1 and 2 are views showing an embodiment, FIG. 1 is an overall view showing the embodiment, and FIG. 2 is a view of a dent taken by a camera. 20 ... First light projector 21 ... Camera 32 ... Second light projector 35 ... Position detector

 ─────────────────────────────────────────────────── ─── Continuation of the front page (56) References JP 636404 (JP, A) JP 47-12715 (JP, B1) JP 59-18651 (JP, B2)

Claims (1)

[Claims] 1. An automatic hardness measuring apparatus for determining the hardness of a test piece by measuring the diameter of the recess formed when a steel ball is pressed against the test piece, the hardness measuring device being arranged above the recess of the test piece.
A camera for illuminating the recess with a first light projector including a light source, a cross slit, and a lens, and reading the recess forming the image of the cross is installed, and the cross line of the read image of the recess and the circumference of the recess.
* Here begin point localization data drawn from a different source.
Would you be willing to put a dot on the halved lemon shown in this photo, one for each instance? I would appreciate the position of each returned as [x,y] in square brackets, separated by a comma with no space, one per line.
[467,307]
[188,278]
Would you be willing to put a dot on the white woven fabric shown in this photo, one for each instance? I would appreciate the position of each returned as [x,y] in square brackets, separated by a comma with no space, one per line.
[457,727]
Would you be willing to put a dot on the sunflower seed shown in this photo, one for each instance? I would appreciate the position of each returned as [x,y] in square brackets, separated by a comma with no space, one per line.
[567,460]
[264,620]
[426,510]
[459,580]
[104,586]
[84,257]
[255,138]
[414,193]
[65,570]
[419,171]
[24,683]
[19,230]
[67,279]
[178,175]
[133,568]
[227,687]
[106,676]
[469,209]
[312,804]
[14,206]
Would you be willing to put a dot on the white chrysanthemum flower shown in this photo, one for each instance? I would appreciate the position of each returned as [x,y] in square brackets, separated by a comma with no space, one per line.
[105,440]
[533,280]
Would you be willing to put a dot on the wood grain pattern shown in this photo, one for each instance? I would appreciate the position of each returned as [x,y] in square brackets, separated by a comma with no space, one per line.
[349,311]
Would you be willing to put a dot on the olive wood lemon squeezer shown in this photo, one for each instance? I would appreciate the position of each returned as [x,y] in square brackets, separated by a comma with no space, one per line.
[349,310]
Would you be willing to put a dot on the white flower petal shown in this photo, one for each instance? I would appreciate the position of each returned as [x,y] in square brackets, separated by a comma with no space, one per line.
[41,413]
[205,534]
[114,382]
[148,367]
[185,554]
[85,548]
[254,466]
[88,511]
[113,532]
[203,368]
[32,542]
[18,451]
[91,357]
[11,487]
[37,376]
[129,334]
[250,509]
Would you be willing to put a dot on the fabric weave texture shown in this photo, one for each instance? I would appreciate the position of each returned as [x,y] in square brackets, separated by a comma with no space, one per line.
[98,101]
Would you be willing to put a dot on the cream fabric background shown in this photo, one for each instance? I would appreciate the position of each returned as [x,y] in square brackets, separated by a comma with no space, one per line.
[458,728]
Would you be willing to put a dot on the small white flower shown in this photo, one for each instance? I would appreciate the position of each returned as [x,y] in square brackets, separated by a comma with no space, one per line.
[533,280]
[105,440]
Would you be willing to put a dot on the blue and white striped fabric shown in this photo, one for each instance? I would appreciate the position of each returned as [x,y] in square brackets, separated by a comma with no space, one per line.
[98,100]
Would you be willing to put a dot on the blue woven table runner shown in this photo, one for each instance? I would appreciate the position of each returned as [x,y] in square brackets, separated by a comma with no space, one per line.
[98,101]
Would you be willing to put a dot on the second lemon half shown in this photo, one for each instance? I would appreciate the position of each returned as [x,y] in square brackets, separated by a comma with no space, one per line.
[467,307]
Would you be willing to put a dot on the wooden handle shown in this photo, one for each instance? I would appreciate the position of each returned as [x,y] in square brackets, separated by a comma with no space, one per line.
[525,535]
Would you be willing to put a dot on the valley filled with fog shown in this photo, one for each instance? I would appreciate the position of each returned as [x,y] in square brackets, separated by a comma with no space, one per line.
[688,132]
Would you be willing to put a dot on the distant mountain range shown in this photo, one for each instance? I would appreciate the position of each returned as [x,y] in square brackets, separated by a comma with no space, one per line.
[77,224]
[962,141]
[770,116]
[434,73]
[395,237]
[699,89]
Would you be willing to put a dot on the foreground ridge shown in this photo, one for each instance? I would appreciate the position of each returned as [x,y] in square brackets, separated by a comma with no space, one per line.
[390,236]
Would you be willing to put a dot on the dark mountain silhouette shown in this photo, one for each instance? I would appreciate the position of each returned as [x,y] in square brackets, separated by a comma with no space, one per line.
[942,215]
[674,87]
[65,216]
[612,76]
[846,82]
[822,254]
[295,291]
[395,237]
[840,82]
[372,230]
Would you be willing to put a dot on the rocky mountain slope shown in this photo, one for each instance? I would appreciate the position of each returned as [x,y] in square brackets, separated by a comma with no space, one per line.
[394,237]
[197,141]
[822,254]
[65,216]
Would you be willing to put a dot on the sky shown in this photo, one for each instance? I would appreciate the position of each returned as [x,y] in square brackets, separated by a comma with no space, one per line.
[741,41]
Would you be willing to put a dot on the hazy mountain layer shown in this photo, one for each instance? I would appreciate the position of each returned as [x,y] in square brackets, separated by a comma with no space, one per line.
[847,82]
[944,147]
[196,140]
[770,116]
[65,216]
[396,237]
The diameter of the recess is calculated from the intersection point with, and the test piece is irradiated from the second projector, the position detector for receiving the reflected light is moved, and the reflected light of the position detector is received. An automatic hardness measuring device characterized in that the calculated diameter of the recess is corrected by the position, and the hardness of the test piece is determined by the corrected diameter.